Ce fut par la suite une campagne d’intimidation avec l’arrestation de ses principaux lieutenants par la gendarmerie et un procès expéditif à leur encontre. Le tout assortit, dit-on, de tentatives de corruption de ses proches pour saper le mouvement de grève qu’il a déclenché en novembre 2017, alors qu’il n’était que simple secrétaire général adjoint du Slecg. La suite, on la connait. Lui et ses soutiens avaient été suspendus, puis exclus du Slecg et de l’Ustg par les secrétaires généraux de ces deux structures syndicales.

Comme si cela ne suffisait pas, une procédure judicaire a même été déclenchée à l’encontre de M. Soumah, accusé de vol par effraction et usurpation de titre. Pire encore, son groupe qualifié de dissident s’est privé de salaire. Tout cela n’aura pas réussi à entamer la détermination d’Aboubacar Soumah et compagnie. Bien au contraire, ces actions ont galvanisé l’aile dure du Slecg, qui a réussi contre vents et marrées à organiser un congrès électif du syndicat des enseignants et chercheurs de Guinée à la tête de duquel trône désormais le nouveau « Ibrahima Fofana » mouvement syndical guinéen.

Comme sorti de nulle part

L’avènement de Soumah au sommet d’une des pyramides syndicales guinéennes peut paraître surprenant pour bien des Guinéens qui ne l’ont pas vu venir. Lors de la grève des enseignants qui a secoué le secteur guinéen de l’éducation en janvier et février 2017, M. Soumah était l’un des principaux négociateurs du syndicat. C’est pendant ce temps qu’il s’est fait remarquer, notamment à la Bourse du Travail, où son intransigeance se lisait à travers ses comptes-rendus et ses remarques très applaudis par les enseignants grévistes.

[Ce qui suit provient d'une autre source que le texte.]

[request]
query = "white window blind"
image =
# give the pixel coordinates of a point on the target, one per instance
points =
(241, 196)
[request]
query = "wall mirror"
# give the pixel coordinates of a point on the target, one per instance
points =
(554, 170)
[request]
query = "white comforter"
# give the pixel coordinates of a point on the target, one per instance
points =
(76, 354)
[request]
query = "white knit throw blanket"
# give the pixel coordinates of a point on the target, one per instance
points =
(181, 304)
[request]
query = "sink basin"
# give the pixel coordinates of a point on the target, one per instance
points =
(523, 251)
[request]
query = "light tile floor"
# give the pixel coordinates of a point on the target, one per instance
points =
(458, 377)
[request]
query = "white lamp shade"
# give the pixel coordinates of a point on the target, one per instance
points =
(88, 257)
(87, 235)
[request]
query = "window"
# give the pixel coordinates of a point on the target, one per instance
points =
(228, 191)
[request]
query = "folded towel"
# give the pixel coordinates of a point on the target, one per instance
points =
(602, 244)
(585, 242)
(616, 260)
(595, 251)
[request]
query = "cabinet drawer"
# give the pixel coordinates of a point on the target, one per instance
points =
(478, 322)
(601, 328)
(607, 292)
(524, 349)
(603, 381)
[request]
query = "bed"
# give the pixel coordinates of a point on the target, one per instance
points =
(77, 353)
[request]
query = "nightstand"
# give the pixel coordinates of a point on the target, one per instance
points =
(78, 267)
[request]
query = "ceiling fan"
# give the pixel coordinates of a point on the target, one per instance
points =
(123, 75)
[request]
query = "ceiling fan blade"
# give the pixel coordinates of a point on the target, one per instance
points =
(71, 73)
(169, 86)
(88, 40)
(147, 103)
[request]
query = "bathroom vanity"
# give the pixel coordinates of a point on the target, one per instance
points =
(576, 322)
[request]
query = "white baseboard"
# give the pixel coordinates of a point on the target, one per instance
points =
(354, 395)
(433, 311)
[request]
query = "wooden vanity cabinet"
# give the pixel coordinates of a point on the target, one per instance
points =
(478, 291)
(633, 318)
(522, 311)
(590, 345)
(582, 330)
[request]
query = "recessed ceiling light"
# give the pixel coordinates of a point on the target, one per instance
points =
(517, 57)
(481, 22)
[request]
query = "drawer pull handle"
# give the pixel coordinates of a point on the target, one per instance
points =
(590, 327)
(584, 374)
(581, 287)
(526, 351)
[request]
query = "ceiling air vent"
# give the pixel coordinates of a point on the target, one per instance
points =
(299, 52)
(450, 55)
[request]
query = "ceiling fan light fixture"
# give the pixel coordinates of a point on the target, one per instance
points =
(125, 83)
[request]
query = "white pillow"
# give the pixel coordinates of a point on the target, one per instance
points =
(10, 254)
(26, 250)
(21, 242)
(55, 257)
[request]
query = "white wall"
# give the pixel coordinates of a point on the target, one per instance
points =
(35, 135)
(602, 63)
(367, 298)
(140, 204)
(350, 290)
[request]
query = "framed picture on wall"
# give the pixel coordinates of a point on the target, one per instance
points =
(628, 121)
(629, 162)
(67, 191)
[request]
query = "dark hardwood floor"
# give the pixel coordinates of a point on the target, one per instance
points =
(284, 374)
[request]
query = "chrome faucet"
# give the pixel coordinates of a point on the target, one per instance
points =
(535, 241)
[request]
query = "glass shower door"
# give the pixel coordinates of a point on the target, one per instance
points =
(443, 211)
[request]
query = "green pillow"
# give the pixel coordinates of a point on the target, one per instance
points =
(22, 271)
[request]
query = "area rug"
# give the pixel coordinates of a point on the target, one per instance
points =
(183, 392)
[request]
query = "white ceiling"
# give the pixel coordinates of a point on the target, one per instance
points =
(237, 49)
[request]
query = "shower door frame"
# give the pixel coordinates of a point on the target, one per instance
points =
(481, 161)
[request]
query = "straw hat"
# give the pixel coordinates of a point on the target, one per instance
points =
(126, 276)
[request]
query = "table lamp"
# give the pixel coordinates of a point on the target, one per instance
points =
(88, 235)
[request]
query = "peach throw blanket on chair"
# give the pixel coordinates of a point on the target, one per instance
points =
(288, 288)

Dès lors, Aboubacar Soumah est apparu comme une alternative crédible à la vieille garde symbolisée par Louis M’Bemba Soumah de l’Ustg et Amadou Diallo de la Cntg (Confédération nationale des travailleurs de Guinée), qui ont tant soit peu réussi à ébranler et à faire plier à maintes reprises le régime défunt de l’indomptable Général Lansana Conté. Mais c’est surtout Sy Savané dont il était l’adjoint au Slecg qui s’était senti le plus menacé par la montée en puissance du nouveau visage du syndicalisme guinéen.

Sexagénaire, Aboubacar Soumah arbore souvent une tenue simple, néanmoins très caractéristique de l’enseignant guinéen. Lui qui officie jusque-là au Collège Château d’eau, en plein cœur de Kaloum, le centre administratif et des affaires de Conakry, est en train d’écrire ses lettres de noblesses dans la lutte syndicale guinéenne.